Apple's On-Device AI Stack Gets Ground-Up Rebuild at WWDC 2026

WWDC 2026 brought no new silicon, but it delivered something arguably more significant: a structural rebuild of how AI actually runs on Apple hardware. The keynote headlines were all about consumer features, but dig into the developer documentation, WWDC session pages (324 "Meet Core AI", 325, 326, 330), and Apple's own machine learning research posts, and you find a clearer roadmap than Cupertino was willing to spell out on stage. I spent the night reading every layer of this so you don't have to—and some of what I found is genuinely odd.
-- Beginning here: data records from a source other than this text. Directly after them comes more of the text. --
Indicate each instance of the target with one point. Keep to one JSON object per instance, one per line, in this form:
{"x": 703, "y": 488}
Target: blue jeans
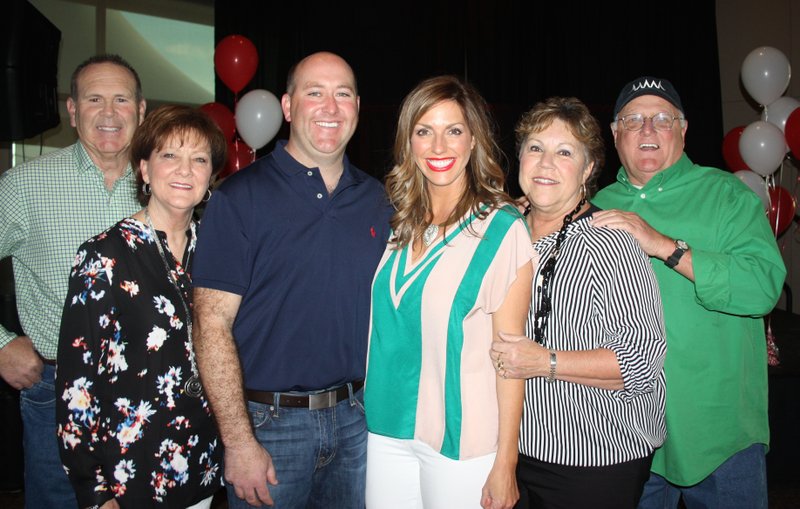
{"x": 46, "y": 483}
{"x": 320, "y": 456}
{"x": 740, "y": 482}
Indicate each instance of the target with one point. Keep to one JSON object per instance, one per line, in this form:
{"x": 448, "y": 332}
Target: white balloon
{"x": 765, "y": 74}
{"x": 757, "y": 183}
{"x": 763, "y": 147}
{"x": 258, "y": 117}
{"x": 779, "y": 110}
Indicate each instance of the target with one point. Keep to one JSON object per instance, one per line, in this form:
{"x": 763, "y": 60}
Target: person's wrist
{"x": 551, "y": 375}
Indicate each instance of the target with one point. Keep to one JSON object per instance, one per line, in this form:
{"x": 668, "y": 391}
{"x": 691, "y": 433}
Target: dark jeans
{"x": 46, "y": 483}
{"x": 739, "y": 483}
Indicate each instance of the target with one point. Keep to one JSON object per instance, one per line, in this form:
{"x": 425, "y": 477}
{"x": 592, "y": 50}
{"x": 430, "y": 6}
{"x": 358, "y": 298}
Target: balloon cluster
{"x": 756, "y": 152}
{"x": 258, "y": 114}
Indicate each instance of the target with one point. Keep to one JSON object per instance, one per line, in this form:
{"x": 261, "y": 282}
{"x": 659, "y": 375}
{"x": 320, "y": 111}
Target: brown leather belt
{"x": 313, "y": 401}
{"x": 49, "y": 362}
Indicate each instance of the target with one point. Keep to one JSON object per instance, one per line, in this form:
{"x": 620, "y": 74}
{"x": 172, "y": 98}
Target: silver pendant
{"x": 430, "y": 234}
{"x": 193, "y": 387}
The Framework Handoff: Core AI Replaces Core ML for Neural Networks

For a decade, Core ML was the answer to "run a model on an iPhone." That's over now. Apple introduced Core AI at WWDC 2026 with explicit framing that reads like a handover document, not an addition. Core AI's documentation sends legacy cases back to Core ML: "If your app uses model types other than neural networks, such as decision trees or tabular feature engineering, see Core ML." Meanwhile, Core ML's docs now point forward: "If your app integrates AI models using the latest architectures and inference techniques, see Core AI." Read together, it's a clean split—Core ML narrows to classic non-neural machine learning while neural networks and transformers move wholesale to Core AI. The tooling tells confirm this: Apple's new Core AI debug gauge explicitly states it "does not support the Core ML framework." The old APIs remain intact for backward compatibility, but the center of gravity has shifted.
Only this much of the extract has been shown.